Physiologically based pharmacokinetic (PBPK) modeling is of great importance in the field of medicine. This study aims to construct a PBPK model, which can provide reliable drug pharmacokinetic (PK) predictions in both healthy and chronic kidney disease (CKD) subjects. To do so, firstly a review of the literature was thoroughly conducted and the PK information of vildagliptin was collected. PBPK modeling software, PK-Sim^®, was then used to build and assess the IV, oral, and drug-specific models. Next, the average fold error, visual predictive checks, and predicted/observed ratios were used for the assessment of the robustness of the model for all the essential PK parameters. This evaluation demonstrated that all PK parameters were within an acceptable limit of error, i.e., 2 fold. Also to display the influence of CKD on the total and unbound AUC (the area under the plasma concentration-time curve) and to make modifications in dose, the analysis results of the model on this aspect were further examined. This PBPK model has successfully depicted the variations of PK of vildagliptin in healthy subjects and patients with CKD, which can be useful for medical practitioners in dosage optimization in renal disease patients.

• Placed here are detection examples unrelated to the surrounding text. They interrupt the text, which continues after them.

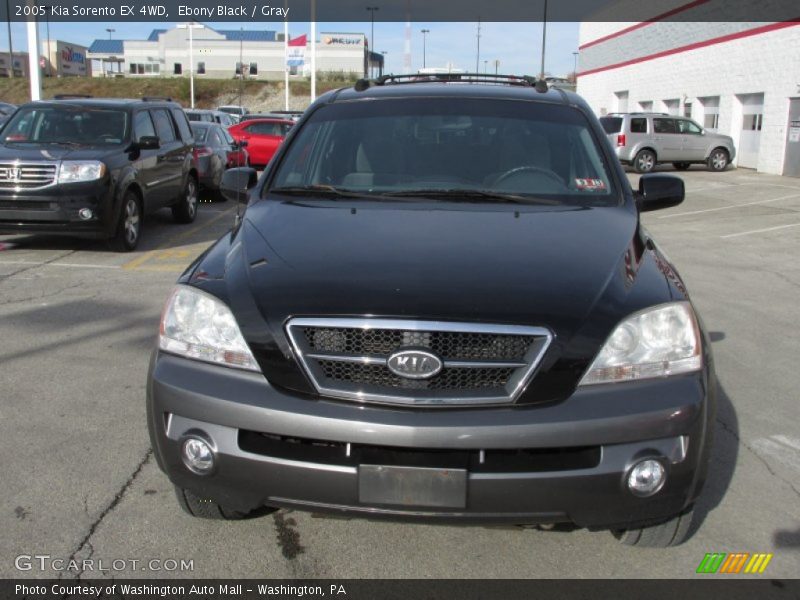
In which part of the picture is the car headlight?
[58,160,106,183]
[158,285,261,372]
[580,302,703,385]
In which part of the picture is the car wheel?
[108,191,142,252]
[633,150,656,173]
[611,507,694,548]
[175,486,278,521]
[708,148,730,171]
[172,175,197,223]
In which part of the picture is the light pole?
[178,23,205,108]
[539,0,547,79]
[367,6,380,77]
[422,29,431,69]
[572,52,578,83]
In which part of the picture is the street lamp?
[572,52,578,83]
[367,6,380,77]
[422,29,431,69]
[178,23,205,108]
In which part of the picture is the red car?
[228,119,294,168]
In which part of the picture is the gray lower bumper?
[148,353,713,527]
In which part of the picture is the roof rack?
[53,94,92,100]
[354,73,548,94]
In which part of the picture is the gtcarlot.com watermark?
[14,554,194,573]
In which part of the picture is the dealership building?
[577,21,800,177]
[88,25,383,79]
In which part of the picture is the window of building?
[631,119,647,133]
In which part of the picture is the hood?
[242,200,637,335]
[0,142,121,162]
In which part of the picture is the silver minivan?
[600,113,736,173]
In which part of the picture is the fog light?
[628,459,667,496]
[182,437,214,475]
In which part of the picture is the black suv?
[0,97,197,252]
[147,75,715,546]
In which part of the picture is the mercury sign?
[61,46,86,64]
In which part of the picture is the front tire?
[708,148,730,171]
[172,175,197,223]
[633,150,656,173]
[108,191,142,252]
[611,507,694,548]
[175,485,277,521]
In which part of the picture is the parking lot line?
[658,194,800,219]
[719,223,800,240]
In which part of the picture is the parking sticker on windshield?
[575,179,606,192]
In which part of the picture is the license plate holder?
[358,465,467,508]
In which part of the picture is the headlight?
[158,285,261,371]
[580,302,703,385]
[58,160,106,183]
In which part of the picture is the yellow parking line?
[122,209,232,270]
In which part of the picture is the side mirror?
[219,167,258,204]
[136,135,161,150]
[636,173,686,212]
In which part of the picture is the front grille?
[0,162,56,190]
[287,318,552,405]
[239,429,601,473]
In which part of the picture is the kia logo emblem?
[386,350,444,379]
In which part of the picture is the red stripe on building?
[576,17,800,77]
[578,0,710,50]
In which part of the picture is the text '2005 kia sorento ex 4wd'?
[147,75,715,546]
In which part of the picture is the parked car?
[0,98,197,252]
[147,75,716,546]
[191,123,250,194]
[0,102,17,125]
[600,113,736,173]
[240,110,303,123]
[217,104,250,123]
[228,119,294,168]
[184,109,236,127]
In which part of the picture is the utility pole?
[422,29,431,69]
[6,0,14,79]
[367,6,379,77]
[539,0,547,79]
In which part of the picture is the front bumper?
[147,352,714,528]
[0,180,115,238]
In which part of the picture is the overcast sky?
[0,22,579,75]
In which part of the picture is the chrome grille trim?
[285,317,553,406]
[0,161,58,192]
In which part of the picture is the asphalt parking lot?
[0,167,800,578]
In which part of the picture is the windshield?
[2,106,128,145]
[270,98,617,204]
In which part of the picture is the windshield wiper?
[269,184,400,200]
[382,188,560,205]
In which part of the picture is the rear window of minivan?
[600,117,622,133]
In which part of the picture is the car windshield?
[2,105,129,146]
[192,125,208,142]
[269,98,618,205]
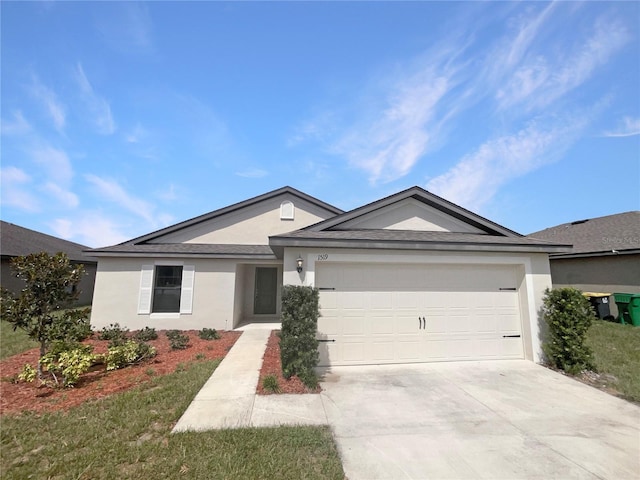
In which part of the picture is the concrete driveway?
[321,361,640,480]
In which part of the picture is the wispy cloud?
[0,166,40,213]
[31,144,73,187]
[0,110,31,135]
[75,63,116,135]
[236,168,269,178]
[44,182,80,208]
[496,13,630,109]
[28,75,66,132]
[426,115,590,211]
[603,117,640,137]
[84,174,159,227]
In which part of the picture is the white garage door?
[316,263,523,366]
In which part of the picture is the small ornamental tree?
[1,252,91,378]
[542,288,595,375]
[280,285,320,388]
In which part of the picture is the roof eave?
[269,237,569,254]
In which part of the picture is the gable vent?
[280,201,295,220]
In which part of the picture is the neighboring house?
[527,211,640,315]
[0,221,98,305]
[90,187,567,365]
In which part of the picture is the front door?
[253,267,278,315]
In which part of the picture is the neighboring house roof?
[0,220,97,263]
[527,211,640,258]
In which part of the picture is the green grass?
[0,320,38,360]
[587,320,640,402]
[0,361,344,480]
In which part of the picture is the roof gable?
[0,221,96,263]
[305,187,522,237]
[124,187,342,245]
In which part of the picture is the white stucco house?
[89,187,569,365]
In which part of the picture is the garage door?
[316,263,523,366]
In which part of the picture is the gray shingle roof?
[270,230,570,252]
[0,221,97,263]
[527,211,640,255]
[91,243,276,259]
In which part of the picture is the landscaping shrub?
[40,342,100,387]
[105,340,156,370]
[542,288,595,375]
[49,310,93,342]
[167,330,189,350]
[198,328,220,340]
[133,327,158,342]
[280,285,320,388]
[98,323,129,346]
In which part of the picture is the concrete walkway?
[173,323,327,432]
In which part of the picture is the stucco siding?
[151,194,332,245]
[91,258,236,330]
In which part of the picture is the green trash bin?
[628,294,640,327]
[613,293,634,325]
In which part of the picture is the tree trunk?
[38,341,47,380]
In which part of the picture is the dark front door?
[253,267,278,315]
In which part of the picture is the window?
[151,265,182,313]
[138,262,195,314]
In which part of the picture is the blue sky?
[0,2,640,247]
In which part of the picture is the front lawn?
[0,360,344,480]
[587,320,640,402]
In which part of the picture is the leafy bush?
[133,327,158,342]
[167,330,189,350]
[262,375,280,393]
[280,285,320,388]
[542,288,595,375]
[105,340,156,371]
[198,328,220,340]
[18,363,38,382]
[40,342,99,387]
[49,314,93,342]
[98,323,129,346]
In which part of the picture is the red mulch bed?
[0,330,241,415]
[256,330,322,395]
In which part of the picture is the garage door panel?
[316,263,523,365]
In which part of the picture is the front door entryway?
[253,267,278,315]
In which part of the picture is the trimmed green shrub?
[198,328,220,340]
[280,285,320,388]
[166,330,189,350]
[98,323,129,347]
[133,327,158,342]
[105,340,156,370]
[40,342,100,387]
[542,288,595,375]
[262,375,280,393]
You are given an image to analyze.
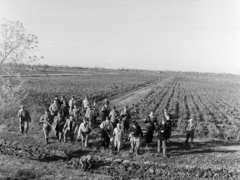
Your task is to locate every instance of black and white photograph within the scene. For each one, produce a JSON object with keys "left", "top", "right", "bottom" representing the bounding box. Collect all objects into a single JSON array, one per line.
[{"left": 0, "top": 0, "right": 240, "bottom": 180}]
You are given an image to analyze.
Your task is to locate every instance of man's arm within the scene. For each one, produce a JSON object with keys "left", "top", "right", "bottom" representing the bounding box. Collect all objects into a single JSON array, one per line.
[
  {"left": 27, "top": 111, "right": 32, "bottom": 122},
  {"left": 18, "top": 110, "right": 21, "bottom": 117},
  {"left": 139, "top": 126, "right": 143, "bottom": 137}
]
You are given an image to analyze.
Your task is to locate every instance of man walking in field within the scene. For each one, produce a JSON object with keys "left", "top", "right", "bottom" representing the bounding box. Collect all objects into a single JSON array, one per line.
[
  {"left": 120, "top": 106, "right": 131, "bottom": 135},
  {"left": 82, "top": 96, "right": 90, "bottom": 112},
  {"left": 156, "top": 119, "right": 168, "bottom": 157},
  {"left": 92, "top": 101, "right": 99, "bottom": 124},
  {"left": 53, "top": 111, "right": 66, "bottom": 142},
  {"left": 163, "top": 108, "right": 173, "bottom": 143},
  {"left": 129, "top": 121, "right": 143, "bottom": 155},
  {"left": 63, "top": 115, "right": 77, "bottom": 143},
  {"left": 101, "top": 103, "right": 111, "bottom": 122},
  {"left": 68, "top": 96, "right": 76, "bottom": 110},
  {"left": 39, "top": 109, "right": 53, "bottom": 144},
  {"left": 100, "top": 117, "right": 113, "bottom": 149},
  {"left": 145, "top": 111, "right": 158, "bottom": 148},
  {"left": 49, "top": 99, "right": 61, "bottom": 117},
  {"left": 61, "top": 100, "right": 69, "bottom": 118},
  {"left": 18, "top": 105, "right": 31, "bottom": 136},
  {"left": 77, "top": 118, "right": 92, "bottom": 147},
  {"left": 185, "top": 119, "right": 195, "bottom": 147},
  {"left": 113, "top": 123, "right": 124, "bottom": 152},
  {"left": 109, "top": 106, "right": 119, "bottom": 128}
]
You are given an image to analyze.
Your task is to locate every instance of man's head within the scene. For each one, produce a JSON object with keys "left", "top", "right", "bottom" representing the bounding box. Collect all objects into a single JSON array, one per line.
[
  {"left": 53, "top": 99, "right": 58, "bottom": 104},
  {"left": 106, "top": 117, "right": 110, "bottom": 123},
  {"left": 163, "top": 108, "right": 167, "bottom": 114},
  {"left": 149, "top": 111, "right": 154, "bottom": 117},
  {"left": 45, "top": 109, "right": 50, "bottom": 114},
  {"left": 69, "top": 115, "right": 73, "bottom": 121},
  {"left": 83, "top": 117, "right": 87, "bottom": 124},
  {"left": 133, "top": 121, "right": 138, "bottom": 127},
  {"left": 117, "top": 123, "right": 121, "bottom": 129},
  {"left": 58, "top": 111, "right": 62, "bottom": 117}
]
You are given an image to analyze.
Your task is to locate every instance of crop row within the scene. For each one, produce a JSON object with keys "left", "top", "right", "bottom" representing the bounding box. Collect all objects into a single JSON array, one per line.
[{"left": 136, "top": 77, "right": 240, "bottom": 140}]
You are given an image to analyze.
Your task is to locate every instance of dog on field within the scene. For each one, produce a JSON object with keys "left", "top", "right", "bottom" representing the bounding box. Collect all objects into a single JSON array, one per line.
[{"left": 79, "top": 155, "right": 93, "bottom": 170}]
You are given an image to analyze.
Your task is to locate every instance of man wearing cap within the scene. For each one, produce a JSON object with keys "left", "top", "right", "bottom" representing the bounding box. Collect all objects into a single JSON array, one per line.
[
  {"left": 39, "top": 109, "right": 53, "bottom": 144},
  {"left": 77, "top": 118, "right": 91, "bottom": 147},
  {"left": 82, "top": 96, "right": 90, "bottom": 112},
  {"left": 100, "top": 117, "right": 113, "bottom": 149},
  {"left": 113, "top": 123, "right": 124, "bottom": 152},
  {"left": 129, "top": 121, "right": 143, "bottom": 155},
  {"left": 145, "top": 111, "right": 157, "bottom": 148},
  {"left": 68, "top": 96, "right": 76, "bottom": 110},
  {"left": 53, "top": 111, "right": 66, "bottom": 142},
  {"left": 63, "top": 115, "right": 77, "bottom": 143},
  {"left": 18, "top": 105, "right": 31, "bottom": 136},
  {"left": 101, "top": 103, "right": 111, "bottom": 122},
  {"left": 109, "top": 106, "right": 119, "bottom": 128},
  {"left": 120, "top": 106, "right": 131, "bottom": 135},
  {"left": 163, "top": 108, "right": 173, "bottom": 143},
  {"left": 156, "top": 119, "right": 168, "bottom": 157},
  {"left": 49, "top": 99, "right": 61, "bottom": 117},
  {"left": 92, "top": 101, "right": 99, "bottom": 124},
  {"left": 185, "top": 119, "right": 195, "bottom": 147},
  {"left": 54, "top": 95, "right": 61, "bottom": 105}
]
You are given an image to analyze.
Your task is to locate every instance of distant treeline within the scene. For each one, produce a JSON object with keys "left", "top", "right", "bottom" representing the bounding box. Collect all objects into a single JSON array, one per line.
[{"left": 0, "top": 63, "right": 239, "bottom": 77}]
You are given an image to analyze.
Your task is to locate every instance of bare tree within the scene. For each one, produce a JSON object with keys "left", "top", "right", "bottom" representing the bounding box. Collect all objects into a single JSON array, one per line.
[{"left": 0, "top": 19, "right": 43, "bottom": 105}]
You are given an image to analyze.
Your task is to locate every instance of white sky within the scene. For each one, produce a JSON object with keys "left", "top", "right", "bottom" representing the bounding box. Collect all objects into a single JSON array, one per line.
[{"left": 0, "top": 0, "right": 240, "bottom": 74}]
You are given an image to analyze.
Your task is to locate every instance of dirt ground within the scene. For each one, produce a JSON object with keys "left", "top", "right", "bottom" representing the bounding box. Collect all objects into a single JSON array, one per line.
[{"left": 0, "top": 78, "right": 240, "bottom": 180}]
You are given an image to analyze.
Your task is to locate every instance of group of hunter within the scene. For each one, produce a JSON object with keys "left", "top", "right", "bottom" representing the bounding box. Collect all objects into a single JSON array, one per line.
[{"left": 18, "top": 96, "right": 195, "bottom": 156}]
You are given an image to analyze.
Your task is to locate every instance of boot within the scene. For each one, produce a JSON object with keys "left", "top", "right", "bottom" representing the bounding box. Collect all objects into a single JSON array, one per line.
[
  {"left": 163, "top": 148, "right": 167, "bottom": 157},
  {"left": 46, "top": 138, "right": 49, "bottom": 144}
]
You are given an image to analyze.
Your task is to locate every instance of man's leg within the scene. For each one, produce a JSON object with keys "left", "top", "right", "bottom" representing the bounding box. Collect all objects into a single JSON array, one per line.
[
  {"left": 63, "top": 130, "right": 68, "bottom": 143},
  {"left": 43, "top": 127, "right": 48, "bottom": 144},
  {"left": 106, "top": 136, "right": 110, "bottom": 148},
  {"left": 136, "top": 138, "right": 141, "bottom": 155},
  {"left": 69, "top": 132, "right": 74, "bottom": 142},
  {"left": 58, "top": 132, "right": 63, "bottom": 142},
  {"left": 24, "top": 121, "right": 29, "bottom": 136},
  {"left": 157, "top": 138, "right": 161, "bottom": 154},
  {"left": 162, "top": 140, "right": 167, "bottom": 157},
  {"left": 19, "top": 121, "right": 24, "bottom": 135},
  {"left": 130, "top": 137, "right": 134, "bottom": 153},
  {"left": 185, "top": 133, "right": 189, "bottom": 145},
  {"left": 191, "top": 132, "right": 194, "bottom": 146},
  {"left": 85, "top": 134, "right": 89, "bottom": 147},
  {"left": 116, "top": 140, "right": 122, "bottom": 152}
]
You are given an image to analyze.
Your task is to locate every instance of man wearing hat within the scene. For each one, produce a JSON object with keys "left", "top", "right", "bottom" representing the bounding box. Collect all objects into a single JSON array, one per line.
[
  {"left": 18, "top": 105, "right": 31, "bottom": 135},
  {"left": 156, "top": 119, "right": 168, "bottom": 157},
  {"left": 39, "top": 109, "right": 54, "bottom": 144},
  {"left": 63, "top": 115, "right": 76, "bottom": 143},
  {"left": 77, "top": 117, "right": 91, "bottom": 147},
  {"left": 100, "top": 117, "right": 113, "bottom": 149},
  {"left": 129, "top": 121, "right": 143, "bottom": 155},
  {"left": 145, "top": 111, "right": 158, "bottom": 148},
  {"left": 185, "top": 119, "right": 195, "bottom": 147}
]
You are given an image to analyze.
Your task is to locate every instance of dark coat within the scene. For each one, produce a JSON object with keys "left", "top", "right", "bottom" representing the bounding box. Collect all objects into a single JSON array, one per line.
[{"left": 156, "top": 123, "right": 168, "bottom": 140}]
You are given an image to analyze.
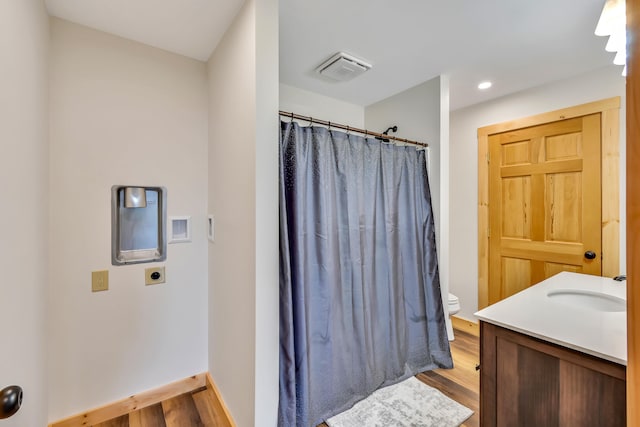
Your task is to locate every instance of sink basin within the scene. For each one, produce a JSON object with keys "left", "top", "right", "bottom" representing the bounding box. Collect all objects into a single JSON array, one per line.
[{"left": 547, "top": 289, "right": 627, "bottom": 312}]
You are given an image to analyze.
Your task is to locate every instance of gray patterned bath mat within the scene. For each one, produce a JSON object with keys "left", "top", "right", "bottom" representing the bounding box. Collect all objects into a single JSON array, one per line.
[{"left": 327, "top": 377, "right": 473, "bottom": 427}]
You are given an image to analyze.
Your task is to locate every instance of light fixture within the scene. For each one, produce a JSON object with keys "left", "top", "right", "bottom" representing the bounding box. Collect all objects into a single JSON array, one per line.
[
  {"left": 316, "top": 52, "right": 371, "bottom": 82},
  {"left": 595, "top": 0, "right": 627, "bottom": 76}
]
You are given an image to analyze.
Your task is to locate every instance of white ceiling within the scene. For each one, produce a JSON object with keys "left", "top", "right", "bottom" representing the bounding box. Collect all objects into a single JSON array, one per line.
[
  {"left": 280, "top": 0, "right": 622, "bottom": 109},
  {"left": 45, "top": 0, "right": 244, "bottom": 61},
  {"left": 45, "top": 0, "right": 613, "bottom": 109}
]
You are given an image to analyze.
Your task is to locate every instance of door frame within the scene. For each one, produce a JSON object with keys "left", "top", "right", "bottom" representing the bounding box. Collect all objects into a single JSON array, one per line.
[{"left": 478, "top": 96, "right": 620, "bottom": 310}]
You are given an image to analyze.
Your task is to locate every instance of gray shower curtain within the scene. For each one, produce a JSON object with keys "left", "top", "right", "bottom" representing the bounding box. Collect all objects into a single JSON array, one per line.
[{"left": 278, "top": 122, "right": 453, "bottom": 426}]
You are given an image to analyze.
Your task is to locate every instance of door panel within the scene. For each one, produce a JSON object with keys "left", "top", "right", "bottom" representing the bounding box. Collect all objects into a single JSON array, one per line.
[{"left": 488, "top": 114, "right": 601, "bottom": 304}]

Keywords: chronic kidney disease; physiologically based pharmacokinetic model; type 2 diabetes; vildagliptin.

Figure 1

Algorithm outlining the strategic approach to achieve results. IV: intravenous, PBPK: Physiologically based pharmacokinetic model, CKD: Chronic Kidney disease, R_pre/obs ratio: Predicted value/observed value.

Figure 2

Comparison of observed and predicted plasma concentration vs. time profiles after the intravenous administration of 25 mg dose of vildagliptin [30], (…): Values of reported data, (—): Values of simulated data, (- - -): highest and lowest values, (. . .): 5th and 95th percentile.

Figure 3

Comparison of observed and predicted plasma concentration vs time profiles of vildagliptin at oral doses (in mg) of (a) 25 [35], (b) 50 [30], (c) 50 [36], (d) 100 [37], and (e) 200 [38], respectively. (…): Values of reported data, (—): Values of simulated data, (- - -): highest and lowest values, (. . .): 5th and 95th percentile.

Figure 4

Comparison of mean R_pre/obs ratios for (a) peak plasma concentration (C_max) (b) area under the curve from time 0 to infinity (AUC_0–∞), and (c) clearance (CL) between healthy and diseased (CKD) patients. The red line shows the mean along with the 95% confidence interval (C.I).

Figure 5

Observed and predicted concentration vs time profiles after administrating vildagliptin orally in CKD patients at doses (in mg) of (a) 50 mg [36] (Moderate RI) and (b) 50 mg [36] (Severe RI), RI: renal impairment. (…): Values of reported data, (—): Values of simulated data, (- - -): highest and lowest values, (. . .): 5th and 95th percentile.

Figure 6

Box plots showing, the simulated AUC_0–∞ and AUC_{0–∞ (unbound)} with 5–95th percentiles after orally giving 50 mg dose of vildagliptin in both the healthy and renal failure populations (a,b). Dosage reduction for moderate and severe renal failure is suggested in (c,d) for comparison with healthy exposure. AUC_{0–∞ (unbound)}: area under the curve from time 0 to infinity unbound, AUC_0–∞: area under the curve from time 0 to infinity bound, CKD: Chronic kidney disease.

Figure 7

PBPK model development strategy. ADME: absorption, distribution, metabolism, and elimination, pKa: dissociation rate constant, f_u: unbound fraction, B:P: blood to plasma ratio, V_max: maximum velocity of reaction, K_m: concentration of substrate at half of the maximum velocity, DPP-4: dipeptidyl peptidase-4, PK: Pharmacokinetics.